I believe that part of this is influenced by the global movements of money. Since the Global Financial Crisis, there has been a steady trend of money being moved towards Asia. As US and then subsequently, Europe grappled with their respective financial crisis, emerging markets, including Asia were attractive places to park money, especially as their currencies were steadily appreciating against the US and the Euro.

We are now seeing some pullback, as US markets see a surge. Suddenly, global fund managers that have been underweight US and Japan, and overweight Asia for the last 3 years are now seeing a strong performance in US markets. Like it or not, most global benchmark indices still heavily favour US, so any underweight in a stock market like the US, will reflect immediately on a global equity fund relative to its peers. So, while US markets have moved to new heights, a fair number of Asian markets have been moving sideways over the last two weeks. I believe this is more a temporary function of hot money being pulled back from Asia into US. After a pause, the trend of money flowing towards Asia will continue.

For now though, I do believe that both US and Asian markets at this point in time have much more upside left in them. It will not be a one way straight line upwards, but instead be punctuated by selloffs here and there, but these should be relatively minor and short lived amidst a broader upwards trend. There are three main reasons why I believe this is so.

Firstly, valuations are still not demanding. The US market trades at 14 times 2013 earnings. This is not considered expensive, but is not exactly very cheap either. However, we at least know that we are not yet near the top of a market cycle. Similarly, Asian markets, as represented by the MSCI Asia ex Japan index trades at 12 times 2013 earnings. This is definitely quite far away from danger high PE territory. So, with valuations still at fairly average historical levels, there is room for markets to move up.

Secondly, earnings will help to drive markets higher. This part is perhaps more tricky. I believe that the US economy will continue to recover and that Europe has turned the corner. With even Japan seeing growth in its economy this year, the global economic outlook looks positive. This should benefit Asia, since all these, especially US, is such an important export market to Asia. However, we aren’t exactly going to be seeing strong growth from these developed regions. It is likely going to be relatively slow growth, especially compared to the kind of growth rates that Asia tends to see. But then again, Asia doesn’t need US to grow at 6 or 8% each year. 2 to 3% is perfectly fine for a big developed country like US. The positive to this is that analysts have been busy revising earnings down since last year so we should now see a situation where there are upward revisions in earnings as opposed to downwards.
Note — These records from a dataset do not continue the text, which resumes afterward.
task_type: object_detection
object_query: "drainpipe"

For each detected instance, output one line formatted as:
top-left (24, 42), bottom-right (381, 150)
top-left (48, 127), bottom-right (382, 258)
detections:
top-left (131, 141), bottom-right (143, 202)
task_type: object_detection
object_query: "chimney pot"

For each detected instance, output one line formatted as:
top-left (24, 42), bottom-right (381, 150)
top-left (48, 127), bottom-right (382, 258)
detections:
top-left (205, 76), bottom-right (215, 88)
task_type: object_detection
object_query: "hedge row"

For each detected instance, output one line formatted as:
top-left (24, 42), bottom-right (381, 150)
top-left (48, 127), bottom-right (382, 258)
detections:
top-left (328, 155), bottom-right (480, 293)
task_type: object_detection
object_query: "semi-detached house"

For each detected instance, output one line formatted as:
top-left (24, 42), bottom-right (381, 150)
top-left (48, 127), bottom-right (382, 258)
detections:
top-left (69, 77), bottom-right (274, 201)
Lastly, there is still a very significant segment of investors here which are still understandably cautious. This is why dividend type products still see interest, even though we feel that smaller caps and growth oriented stocks should outperform dividend plays this year. Until we have enough of a shift from investors from cautious towards being bullish, we are still not quite in a bull run here. When a bull run is upon us, that is when investors embrace risk, when there seems to be nothing but good news on the horizon, and although valuations are high, investors don’t seem to care. When the market goes into a bull run, everything goes up, and everyone seems to stop caring about risk and just want to jump in. Quite clearly, sentiment is nowhere near that kind of bullish state here.

So, I think Asian markets are currently taking a pause right now because of some temporary flow back of hot money from Asia back to US. However, this is only temporary, and we will soon see Asian markets start to pick up pace again this year. After all, the strong performance of the US market reflects positivity on the state of the US economy, and a recovering US economy cannot be anything but good news for Asia. Be patient now, Asia’s time will come. Also, the US, Europe and Japan markets are large and important such that they shouldn’t be ignored by investors (and many here often do). Certainly, the US market and Japan has already surprised many here by their strength so far this year.